Presidente tunisino prolonga suspensão do parlamento "até nova ordem"

Antigo professor de Direito Constitucional tem o apoio popular, mas os opositores acusam-no de golpe.

A 25 de julho, o presidente tunisino demitiu o primeiro-ministro e anunciou a suspensão do parlamento por 30 dias. Mas, findo esse prazo, Kaïs Saïed resolveu prolongar essa suspensão "até nova ordem". Entretanto, lançou uma espécie de purga anticorrupção, com vários políticos, empresários e magistrados a serem proibidos de deixar o país ou até colocados em prisão domiciliária, que parece por enquanto estar a ser bem recebida pela população. Isto apesar de os críticos dizerem que em causa está um "golpe de Estado", uma década depois da Primavera Árabe.

Professor de Direito Constitucional, o independente Kaïs Saïed, de 63 anos, foi eleito em 2019 sem ter qualquer experiência política. No Dia da República, depois de os tunisinos terem saído às ruas em várias regiões para pedir a dissolução do parlamento e a demissão do governo em plena crise económica, impasse político e pandemia, o presidente resolveu passar à ação. Especialista em Direito, recorreu ao ao artigo 80 da Constituição de 2014, escrita após a Primavera Árabe. O problema é a interpretação que uns e outros fazem deste artigo e o facto de um tribunal constitucional, que poderia decidir, ainda não ter sido formado, deixando nas mãos do próprio presidente a garantia de respeito do texto.

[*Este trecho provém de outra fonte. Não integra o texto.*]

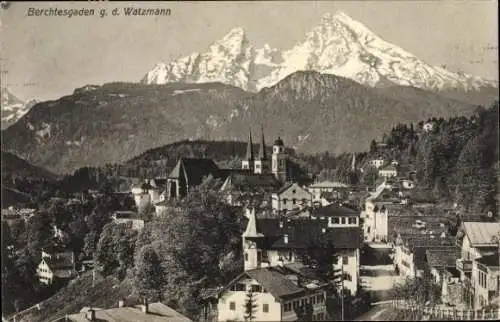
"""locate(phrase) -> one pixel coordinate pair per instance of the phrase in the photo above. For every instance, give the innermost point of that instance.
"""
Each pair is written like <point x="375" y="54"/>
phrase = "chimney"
<point x="145" y="307"/>
<point x="91" y="315"/>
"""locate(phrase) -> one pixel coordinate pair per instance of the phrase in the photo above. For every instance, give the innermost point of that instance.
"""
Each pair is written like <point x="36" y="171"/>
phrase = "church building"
<point x="277" y="164"/>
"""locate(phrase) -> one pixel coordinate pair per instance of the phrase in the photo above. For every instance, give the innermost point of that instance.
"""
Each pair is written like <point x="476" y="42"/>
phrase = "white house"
<point x="128" y="217"/>
<point x="291" y="197"/>
<point x="270" y="242"/>
<point x="377" y="163"/>
<point x="474" y="240"/>
<point x="335" y="187"/>
<point x="277" y="293"/>
<point x="388" y="171"/>
<point x="55" y="264"/>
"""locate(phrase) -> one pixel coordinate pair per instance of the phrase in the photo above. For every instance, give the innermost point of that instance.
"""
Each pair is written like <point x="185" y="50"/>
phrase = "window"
<point x="347" y="277"/>
<point x="256" y="288"/>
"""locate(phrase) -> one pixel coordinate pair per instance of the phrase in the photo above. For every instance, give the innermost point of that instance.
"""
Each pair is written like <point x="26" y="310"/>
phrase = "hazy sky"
<point x="47" y="57"/>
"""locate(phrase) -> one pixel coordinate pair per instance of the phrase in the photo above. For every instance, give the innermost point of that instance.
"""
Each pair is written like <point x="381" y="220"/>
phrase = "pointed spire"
<point x="250" y="147"/>
<point x="262" y="150"/>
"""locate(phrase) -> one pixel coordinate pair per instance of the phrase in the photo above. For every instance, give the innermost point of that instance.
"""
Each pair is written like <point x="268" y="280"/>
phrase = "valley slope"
<point x="313" y="112"/>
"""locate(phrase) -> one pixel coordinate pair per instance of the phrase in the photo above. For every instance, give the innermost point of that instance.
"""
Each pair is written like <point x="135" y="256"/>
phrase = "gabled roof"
<point x="290" y="185"/>
<point x="482" y="233"/>
<point x="329" y="184"/>
<point x="304" y="233"/>
<point x="60" y="261"/>
<point x="248" y="181"/>
<point x="278" y="280"/>
<point x="158" y="312"/>
<point x="388" y="167"/>
<point x="441" y="257"/>
<point x="274" y="282"/>
<point x="194" y="170"/>
<point x="334" y="210"/>
<point x="490" y="260"/>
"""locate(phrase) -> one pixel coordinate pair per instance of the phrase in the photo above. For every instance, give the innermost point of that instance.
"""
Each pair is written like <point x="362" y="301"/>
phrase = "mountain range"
<point x="312" y="112"/>
<point x="355" y="88"/>
<point x="12" y="108"/>
<point x="339" y="45"/>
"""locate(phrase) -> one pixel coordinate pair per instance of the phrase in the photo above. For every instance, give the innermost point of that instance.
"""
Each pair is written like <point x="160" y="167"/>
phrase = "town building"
<point x="338" y="190"/>
<point x="291" y="197"/>
<point x="486" y="275"/>
<point x="377" y="163"/>
<point x="250" y="188"/>
<point x="410" y="251"/>
<point x="277" y="164"/>
<point x="281" y="293"/>
<point x="131" y="218"/>
<point x="153" y="312"/>
<point x="273" y="241"/>
<point x="388" y="171"/>
<point x="474" y="240"/>
<point x="189" y="173"/>
<point x="56" y="264"/>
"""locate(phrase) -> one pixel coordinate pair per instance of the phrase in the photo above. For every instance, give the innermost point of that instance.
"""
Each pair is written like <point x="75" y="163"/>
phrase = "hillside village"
<point x="317" y="250"/>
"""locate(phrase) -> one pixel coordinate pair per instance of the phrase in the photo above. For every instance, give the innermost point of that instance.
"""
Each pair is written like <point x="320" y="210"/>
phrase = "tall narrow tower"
<point x="248" y="163"/>
<point x="262" y="164"/>
<point x="279" y="161"/>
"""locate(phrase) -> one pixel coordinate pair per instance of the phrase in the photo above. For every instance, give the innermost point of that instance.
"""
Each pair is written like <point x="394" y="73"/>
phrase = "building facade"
<point x="291" y="197"/>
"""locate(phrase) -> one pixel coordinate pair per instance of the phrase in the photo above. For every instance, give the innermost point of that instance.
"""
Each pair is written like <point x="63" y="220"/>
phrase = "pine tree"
<point x="250" y="306"/>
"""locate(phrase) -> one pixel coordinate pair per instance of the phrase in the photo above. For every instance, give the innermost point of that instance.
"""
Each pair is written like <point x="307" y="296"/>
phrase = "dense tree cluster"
<point x="191" y="249"/>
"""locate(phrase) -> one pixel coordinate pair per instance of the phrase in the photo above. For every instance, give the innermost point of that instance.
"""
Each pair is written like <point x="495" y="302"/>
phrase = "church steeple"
<point x="262" y="150"/>
<point x="250" y="147"/>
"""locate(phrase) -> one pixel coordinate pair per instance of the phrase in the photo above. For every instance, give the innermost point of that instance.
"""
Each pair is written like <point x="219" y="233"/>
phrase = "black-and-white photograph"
<point x="227" y="161"/>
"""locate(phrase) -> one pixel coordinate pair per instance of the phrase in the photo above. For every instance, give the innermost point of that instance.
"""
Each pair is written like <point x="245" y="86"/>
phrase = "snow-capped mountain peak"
<point x="12" y="108"/>
<point x="338" y="45"/>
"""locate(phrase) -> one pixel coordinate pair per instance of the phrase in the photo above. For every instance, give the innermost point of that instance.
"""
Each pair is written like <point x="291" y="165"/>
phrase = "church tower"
<point x="248" y="163"/>
<point x="279" y="161"/>
<point x="262" y="164"/>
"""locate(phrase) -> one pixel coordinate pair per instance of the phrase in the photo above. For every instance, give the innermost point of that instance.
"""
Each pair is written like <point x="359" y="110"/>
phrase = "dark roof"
<point x="278" y="141"/>
<point x="490" y="260"/>
<point x="243" y="181"/>
<point x="121" y="214"/>
<point x="334" y="210"/>
<point x="304" y="233"/>
<point x="289" y="185"/>
<point x="158" y="183"/>
<point x="262" y="149"/>
<point x="60" y="261"/>
<point x="250" y="155"/>
<point x="441" y="257"/>
<point x="274" y="282"/>
<point x="194" y="170"/>
<point x="420" y="253"/>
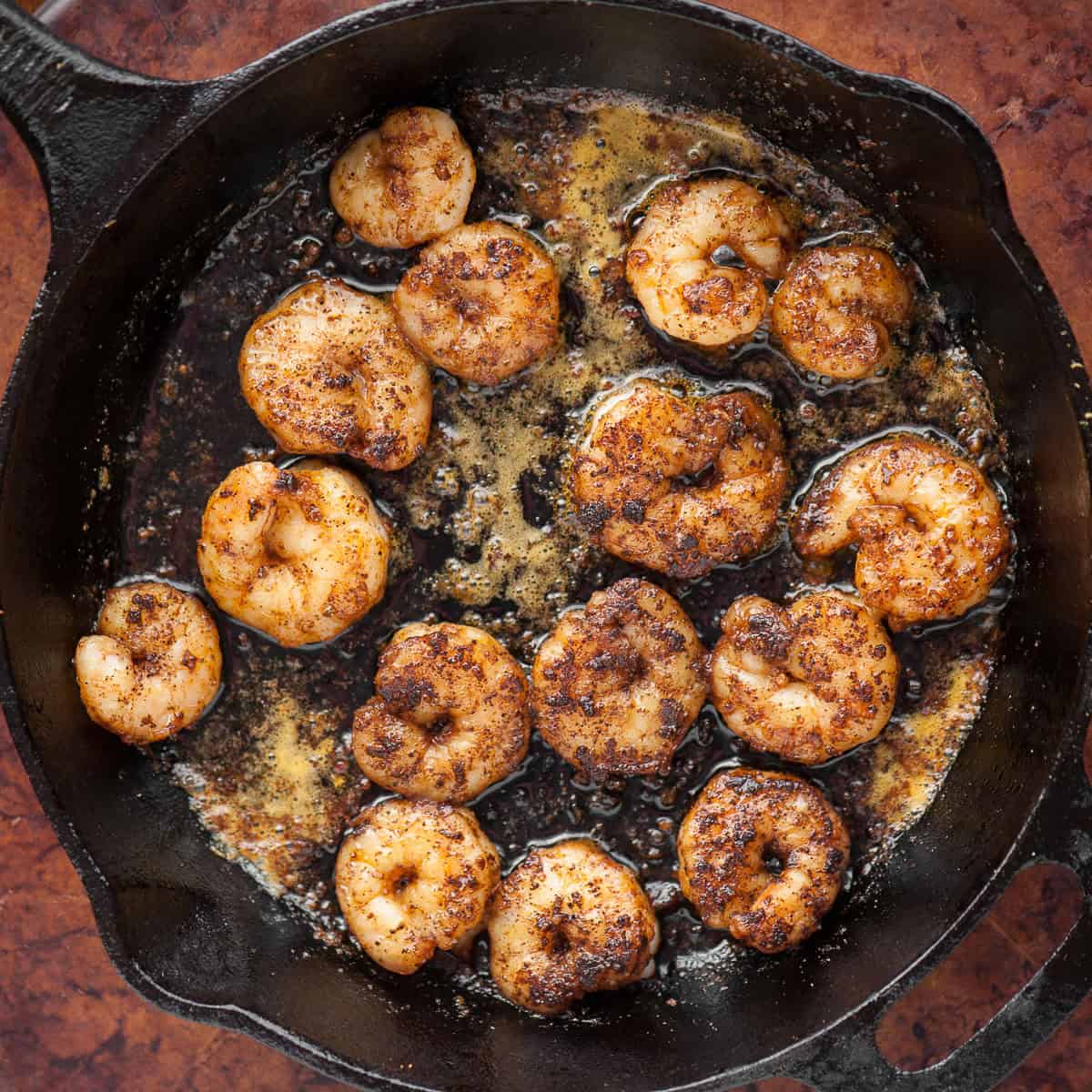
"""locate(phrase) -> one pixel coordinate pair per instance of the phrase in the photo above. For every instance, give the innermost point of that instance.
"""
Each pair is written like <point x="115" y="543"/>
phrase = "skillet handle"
<point x="1060" y="831"/>
<point x="93" y="129"/>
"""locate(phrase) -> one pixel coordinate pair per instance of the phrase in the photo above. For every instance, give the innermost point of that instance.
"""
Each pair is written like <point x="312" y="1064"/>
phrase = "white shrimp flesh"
<point x="568" y="921"/>
<point x="481" y="303"/>
<point x="677" y="484"/>
<point x="153" y="665"/>
<point x="298" y="554"/>
<point x="672" y="263"/>
<point x="413" y="877"/>
<point x="931" y="533"/>
<point x="763" y="854"/>
<point x="449" y="716"/>
<point x="407" y="181"/>
<point x="618" y="682"/>
<point x="807" y="682"/>
<point x="327" y="370"/>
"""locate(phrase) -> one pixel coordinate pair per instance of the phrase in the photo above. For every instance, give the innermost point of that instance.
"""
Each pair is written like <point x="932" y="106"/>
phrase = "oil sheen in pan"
<point x="484" y="532"/>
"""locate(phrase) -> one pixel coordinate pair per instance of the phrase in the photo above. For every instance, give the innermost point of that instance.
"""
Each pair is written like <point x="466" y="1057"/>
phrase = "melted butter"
<point x="495" y="438"/>
<point x="283" y="801"/>
<point x="912" y="758"/>
<point x="268" y="770"/>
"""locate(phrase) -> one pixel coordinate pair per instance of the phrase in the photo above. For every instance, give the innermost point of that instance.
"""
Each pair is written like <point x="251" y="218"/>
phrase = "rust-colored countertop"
<point x="1022" y="68"/>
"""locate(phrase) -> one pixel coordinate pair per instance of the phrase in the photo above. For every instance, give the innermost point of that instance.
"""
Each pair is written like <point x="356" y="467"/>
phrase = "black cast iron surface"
<point x="145" y="177"/>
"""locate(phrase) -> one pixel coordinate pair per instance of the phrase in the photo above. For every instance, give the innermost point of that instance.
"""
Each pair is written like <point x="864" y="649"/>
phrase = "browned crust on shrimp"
<point x="806" y="682"/>
<point x="835" y="310"/>
<point x="567" y="922"/>
<point x="481" y="303"/>
<point x="740" y="819"/>
<point x="628" y="479"/>
<point x="617" y="683"/>
<point x="449" y="716"/>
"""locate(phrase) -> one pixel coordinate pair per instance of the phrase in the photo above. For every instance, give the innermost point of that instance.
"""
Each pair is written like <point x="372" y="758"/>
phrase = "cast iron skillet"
<point x="143" y="176"/>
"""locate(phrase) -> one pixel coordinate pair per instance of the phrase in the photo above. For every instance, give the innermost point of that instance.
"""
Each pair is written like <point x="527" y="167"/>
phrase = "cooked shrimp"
<point x="413" y="877"/>
<point x="405" y="183"/>
<point x="627" y="478"/>
<point x="327" y="370"/>
<point x="743" y="823"/>
<point x="481" y="303"/>
<point x="298" y="554"/>
<point x="932" y="536"/>
<point x="617" y="683"/>
<point x="806" y="682"/>
<point x="834" y="311"/>
<point x="449" y="716"/>
<point x="671" y="262"/>
<point x="566" y="922"/>
<point x="153" y="665"/>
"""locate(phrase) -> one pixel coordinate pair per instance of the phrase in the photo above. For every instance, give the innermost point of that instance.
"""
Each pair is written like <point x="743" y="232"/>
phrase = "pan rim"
<point x="998" y="217"/>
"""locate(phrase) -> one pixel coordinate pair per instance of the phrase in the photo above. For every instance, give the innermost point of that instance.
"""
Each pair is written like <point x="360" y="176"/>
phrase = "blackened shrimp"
<point x="617" y="683"/>
<point x="671" y="263"/>
<point x="449" y="716"/>
<point x="405" y="183"/>
<point x="835" y="310"/>
<point x="413" y="877"/>
<point x="932" y="535"/>
<point x="629" y="478"/>
<point x="153" y="665"/>
<point x="806" y="682"/>
<point x="327" y="370"/>
<point x="566" y="922"/>
<point x="743" y="823"/>
<point x="481" y="303"/>
<point x="298" y="554"/>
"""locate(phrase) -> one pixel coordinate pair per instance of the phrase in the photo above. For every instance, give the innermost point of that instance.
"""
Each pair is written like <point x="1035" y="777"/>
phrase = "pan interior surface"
<point x="195" y="925"/>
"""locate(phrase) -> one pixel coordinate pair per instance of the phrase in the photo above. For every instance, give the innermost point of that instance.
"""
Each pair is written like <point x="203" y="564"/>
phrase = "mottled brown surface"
<point x="1022" y="69"/>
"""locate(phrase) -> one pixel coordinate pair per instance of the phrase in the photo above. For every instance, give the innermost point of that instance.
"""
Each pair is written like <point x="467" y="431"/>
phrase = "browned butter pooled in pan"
<point x="484" y="533"/>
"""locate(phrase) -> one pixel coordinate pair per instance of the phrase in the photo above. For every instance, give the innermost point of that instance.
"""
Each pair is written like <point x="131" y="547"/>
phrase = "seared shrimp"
<point x="566" y="922"/>
<point x="481" y="303"/>
<point x="806" y="682"/>
<point x="617" y="683"/>
<point x="413" y="877"/>
<point x="328" y="370"/>
<point x="932" y="536"/>
<point x="626" y="478"/>
<point x="834" y="311"/>
<point x="671" y="262"/>
<point x="298" y="554"/>
<point x="743" y="822"/>
<point x="405" y="183"/>
<point x="449" y="716"/>
<point x="153" y="665"/>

O artigo 80 estabelece que o presidente, "diante de um perigo iminente que ameace a integridade, a segurança e a independência do país", pode tomar as medidas necessárias "após consultas com o primeiro-ministro e o líder do parlamento". Mas também que deve haver um regresso ao normal, assim que possível e que o parlamento fica em sessão contínua e não pode ser dissolvido, não podendo também haver uma moção de censura contra o governo. Com plenos poderes, Kaïs Saïed acabou, contudo, por decidir demitir o chefe de governo, Hichem Mechichi, e suspender o Parlamento, levantando também a imunidade dos deputados. Até agora não nomeou um novo primeiro-ministro nem revelou qual é o seu plano para sair desta situação.

"O parlamento é um perigo para o Estado", disse terça-feira, numa reunião com um ministro. "As atuais instituições políticas e como operam representam um perigo persistente", acrescentou, sendo esperado que nos próximos dias fale novamente aos tunisinos para explicar a sua decisão.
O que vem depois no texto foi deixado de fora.